Building a resilient architecture with Cloud SQL
Subhash Guddad
Director, Technology Practice Lead, Data Management
Customers build and deploy many applications that have varied requirements from an availability perspective. The databases that store and manage the data created and used by these applications play a key role in determining the overall availability of the applications. Some applications can tolerate a longer recovery time or RTO (Recovery Time Objective) and have ways to deal with some amount of data loss or RPO ( Recovery Point Objective). Other critical applications have a requirement for no data loss i.e. the RPO has to be zero and be able to return to service quickly i.e. a short RTO.. The databases supporting these applications should have capabilities to meet the various RPO and RTO requirements that the applications need.
Cloud SQL is Google Cloud’s fully managed relational database service for MySQL, PostgreSQL, and SQL Server. It provides full compatibility with the source database engines while reducing operational costs by automating database provisioning, storage capacity management, and other time-consuming tasks. Cloud SQL has built-in features to ensure business continuity with reliable and secure services, backed by a 24/7 SRE team providing a 99.95% SLA for the service.
This guide discusses the features in Cloud SQL that can be used to build a resilient database architecture. We list the planned and unplanned events that can impact the availability of the Cloud SQL instance. We discuss the unique capabilities of Cloud SQL that can control and limit the impact of planned maintenance events in terms of downtime. Planned events could be configuration updates or patching activities that are needed to keep the database instance in optimal health.
We look at the various types of unplanned events that can cause an outage and discuss features that can be used by customers to reduce the RPO and RTO. The features include database backup and recovery capabilities that form the foundation of an availability strategy and can protect against failures and human errors and reduce the data loss exposure to a minimum.

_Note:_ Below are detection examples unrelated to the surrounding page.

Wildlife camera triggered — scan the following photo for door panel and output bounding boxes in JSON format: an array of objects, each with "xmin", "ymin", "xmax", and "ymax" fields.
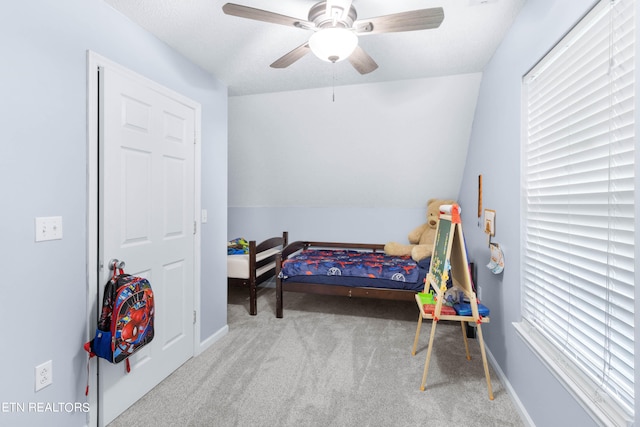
[{"xmin": 98, "ymin": 67, "xmax": 196, "ymax": 425}]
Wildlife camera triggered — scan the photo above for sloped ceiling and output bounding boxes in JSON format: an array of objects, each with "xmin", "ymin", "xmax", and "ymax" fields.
[{"xmin": 105, "ymin": 0, "xmax": 526, "ymax": 96}]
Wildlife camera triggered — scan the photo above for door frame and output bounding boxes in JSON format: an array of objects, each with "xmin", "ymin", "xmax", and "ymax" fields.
[{"xmin": 85, "ymin": 50, "xmax": 202, "ymax": 426}]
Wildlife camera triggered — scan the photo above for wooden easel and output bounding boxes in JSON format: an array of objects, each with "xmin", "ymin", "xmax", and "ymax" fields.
[{"xmin": 411, "ymin": 205, "xmax": 493, "ymax": 400}]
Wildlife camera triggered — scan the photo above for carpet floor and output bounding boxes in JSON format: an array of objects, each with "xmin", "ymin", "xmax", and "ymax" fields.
[{"xmin": 110, "ymin": 287, "xmax": 525, "ymax": 427}]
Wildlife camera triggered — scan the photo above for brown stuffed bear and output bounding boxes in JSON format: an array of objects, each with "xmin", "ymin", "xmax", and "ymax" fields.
[{"xmin": 384, "ymin": 199, "xmax": 456, "ymax": 262}]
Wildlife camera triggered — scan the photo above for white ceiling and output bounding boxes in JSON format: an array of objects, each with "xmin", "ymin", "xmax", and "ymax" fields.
[{"xmin": 105, "ymin": 0, "xmax": 526, "ymax": 95}]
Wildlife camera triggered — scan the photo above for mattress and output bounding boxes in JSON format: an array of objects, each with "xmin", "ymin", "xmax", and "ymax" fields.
[{"xmin": 280, "ymin": 249, "xmax": 430, "ymax": 291}]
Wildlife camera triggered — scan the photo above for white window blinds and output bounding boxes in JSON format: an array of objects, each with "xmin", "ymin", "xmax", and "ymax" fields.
[{"xmin": 522, "ymin": 0, "xmax": 635, "ymax": 424}]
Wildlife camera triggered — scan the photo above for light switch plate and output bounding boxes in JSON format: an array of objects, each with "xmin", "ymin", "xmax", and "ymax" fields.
[{"xmin": 36, "ymin": 216, "xmax": 62, "ymax": 242}]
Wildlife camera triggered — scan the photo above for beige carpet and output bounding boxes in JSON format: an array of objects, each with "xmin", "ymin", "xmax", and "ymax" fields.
[{"xmin": 111, "ymin": 287, "xmax": 524, "ymax": 427}]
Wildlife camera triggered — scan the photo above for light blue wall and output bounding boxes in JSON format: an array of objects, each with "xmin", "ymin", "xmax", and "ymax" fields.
[
  {"xmin": 229, "ymin": 73, "xmax": 482, "ymax": 243},
  {"xmin": 459, "ymin": 0, "xmax": 640, "ymax": 426},
  {"xmin": 0, "ymin": 0, "xmax": 227, "ymax": 426}
]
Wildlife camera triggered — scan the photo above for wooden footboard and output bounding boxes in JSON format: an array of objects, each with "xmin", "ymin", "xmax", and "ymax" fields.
[
  {"xmin": 276, "ymin": 241, "xmax": 416, "ymax": 318},
  {"xmin": 227, "ymin": 231, "xmax": 289, "ymax": 316}
]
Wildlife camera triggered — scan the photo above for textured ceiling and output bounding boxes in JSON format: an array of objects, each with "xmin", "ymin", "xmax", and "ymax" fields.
[{"xmin": 105, "ymin": 0, "xmax": 526, "ymax": 95}]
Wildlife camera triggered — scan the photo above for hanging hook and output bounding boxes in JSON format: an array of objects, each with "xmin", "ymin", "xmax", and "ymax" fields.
[{"xmin": 109, "ymin": 258, "xmax": 124, "ymax": 270}]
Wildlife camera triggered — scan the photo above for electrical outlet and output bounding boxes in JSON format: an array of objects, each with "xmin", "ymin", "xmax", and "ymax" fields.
[
  {"xmin": 36, "ymin": 360, "xmax": 53, "ymax": 391},
  {"xmin": 36, "ymin": 216, "xmax": 62, "ymax": 242}
]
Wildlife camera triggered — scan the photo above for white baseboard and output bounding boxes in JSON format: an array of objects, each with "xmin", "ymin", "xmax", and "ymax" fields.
[{"xmin": 484, "ymin": 345, "xmax": 535, "ymax": 427}]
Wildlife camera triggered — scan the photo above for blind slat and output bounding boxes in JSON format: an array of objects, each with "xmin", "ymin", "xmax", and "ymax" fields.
[{"xmin": 521, "ymin": 0, "xmax": 636, "ymax": 418}]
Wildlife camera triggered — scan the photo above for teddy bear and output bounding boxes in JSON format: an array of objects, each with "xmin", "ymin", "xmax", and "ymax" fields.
[{"xmin": 384, "ymin": 199, "xmax": 456, "ymax": 262}]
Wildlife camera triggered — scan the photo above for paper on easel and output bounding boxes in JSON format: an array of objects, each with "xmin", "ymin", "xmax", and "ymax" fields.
[
  {"xmin": 487, "ymin": 243, "xmax": 504, "ymax": 274},
  {"xmin": 440, "ymin": 205, "xmax": 462, "ymax": 215}
]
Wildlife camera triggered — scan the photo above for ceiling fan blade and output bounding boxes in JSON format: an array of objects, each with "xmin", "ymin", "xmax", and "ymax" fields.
[
  {"xmin": 353, "ymin": 7, "xmax": 444, "ymax": 35},
  {"xmin": 349, "ymin": 46, "xmax": 378, "ymax": 74},
  {"xmin": 326, "ymin": 0, "xmax": 352, "ymax": 20},
  {"xmin": 222, "ymin": 3, "xmax": 314, "ymax": 29},
  {"xmin": 271, "ymin": 42, "xmax": 311, "ymax": 68}
]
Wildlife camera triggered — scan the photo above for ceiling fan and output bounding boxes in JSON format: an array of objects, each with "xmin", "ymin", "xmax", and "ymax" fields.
[{"xmin": 222, "ymin": 0, "xmax": 444, "ymax": 74}]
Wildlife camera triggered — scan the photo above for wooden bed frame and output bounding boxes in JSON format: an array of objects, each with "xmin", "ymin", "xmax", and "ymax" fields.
[
  {"xmin": 276, "ymin": 241, "xmax": 416, "ymax": 318},
  {"xmin": 227, "ymin": 231, "xmax": 289, "ymax": 316}
]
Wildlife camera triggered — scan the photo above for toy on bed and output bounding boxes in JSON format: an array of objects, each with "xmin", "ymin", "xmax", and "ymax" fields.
[
  {"xmin": 276, "ymin": 241, "xmax": 429, "ymax": 318},
  {"xmin": 227, "ymin": 231, "xmax": 289, "ymax": 316},
  {"xmin": 384, "ymin": 199, "xmax": 455, "ymax": 262}
]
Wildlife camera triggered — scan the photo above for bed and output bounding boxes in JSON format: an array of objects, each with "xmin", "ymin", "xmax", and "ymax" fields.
[
  {"xmin": 227, "ymin": 231, "xmax": 289, "ymax": 316},
  {"xmin": 276, "ymin": 241, "xmax": 430, "ymax": 318}
]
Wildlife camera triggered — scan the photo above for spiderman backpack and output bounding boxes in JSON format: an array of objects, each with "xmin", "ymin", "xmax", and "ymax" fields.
[{"xmin": 84, "ymin": 260, "xmax": 155, "ymax": 372}]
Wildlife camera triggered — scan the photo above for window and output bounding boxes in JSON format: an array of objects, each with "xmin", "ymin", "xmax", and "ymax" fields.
[{"xmin": 515, "ymin": 0, "xmax": 635, "ymax": 425}]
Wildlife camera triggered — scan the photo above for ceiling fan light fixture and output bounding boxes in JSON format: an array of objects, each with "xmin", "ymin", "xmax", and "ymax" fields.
[{"xmin": 309, "ymin": 27, "xmax": 358, "ymax": 62}]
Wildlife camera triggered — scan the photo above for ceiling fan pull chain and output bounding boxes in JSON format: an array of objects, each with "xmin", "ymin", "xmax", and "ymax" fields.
[{"xmin": 331, "ymin": 62, "xmax": 336, "ymax": 102}]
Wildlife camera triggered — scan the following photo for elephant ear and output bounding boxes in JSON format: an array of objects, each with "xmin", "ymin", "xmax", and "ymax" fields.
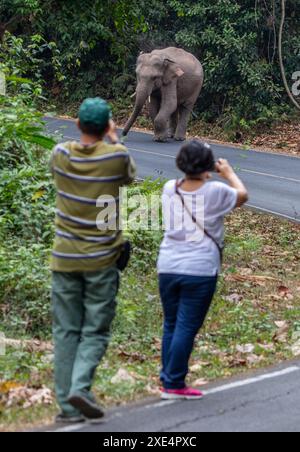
[{"xmin": 163, "ymin": 58, "xmax": 184, "ymax": 85}]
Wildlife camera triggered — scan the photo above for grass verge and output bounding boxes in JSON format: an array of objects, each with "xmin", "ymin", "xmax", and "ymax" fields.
[{"xmin": 0, "ymin": 210, "xmax": 300, "ymax": 431}]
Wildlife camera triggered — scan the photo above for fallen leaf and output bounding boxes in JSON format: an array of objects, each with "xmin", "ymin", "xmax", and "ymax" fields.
[
  {"xmin": 236, "ymin": 344, "xmax": 255, "ymax": 354},
  {"xmin": 291, "ymin": 339, "xmax": 300, "ymax": 356},
  {"xmin": 193, "ymin": 378, "xmax": 209, "ymax": 387},
  {"xmin": 111, "ymin": 369, "xmax": 135, "ymax": 385},
  {"xmin": 146, "ymin": 385, "xmax": 161, "ymax": 396},
  {"xmin": 6, "ymin": 386, "xmax": 54, "ymax": 408},
  {"xmin": 273, "ymin": 321, "xmax": 290, "ymax": 343},
  {"xmin": 224, "ymin": 293, "xmax": 244, "ymax": 303}
]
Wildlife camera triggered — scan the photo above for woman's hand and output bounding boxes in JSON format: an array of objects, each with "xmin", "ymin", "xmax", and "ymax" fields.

For environments where the RPO needs to be zero, we discuss the Cloud SQL High Availability configuration that provides a RPO of zero. The replication capabilities of Cloud SQL and how replicas can be used in an availability architecture, both in the same region and using cross-region replicas as a building block to address the disaster recovery requirements, are also covered in the guide.
Finally, the guide briefly discusses best practices for applications to manage connections to the database, use observability to monitor load on the database and handle failures gracefully.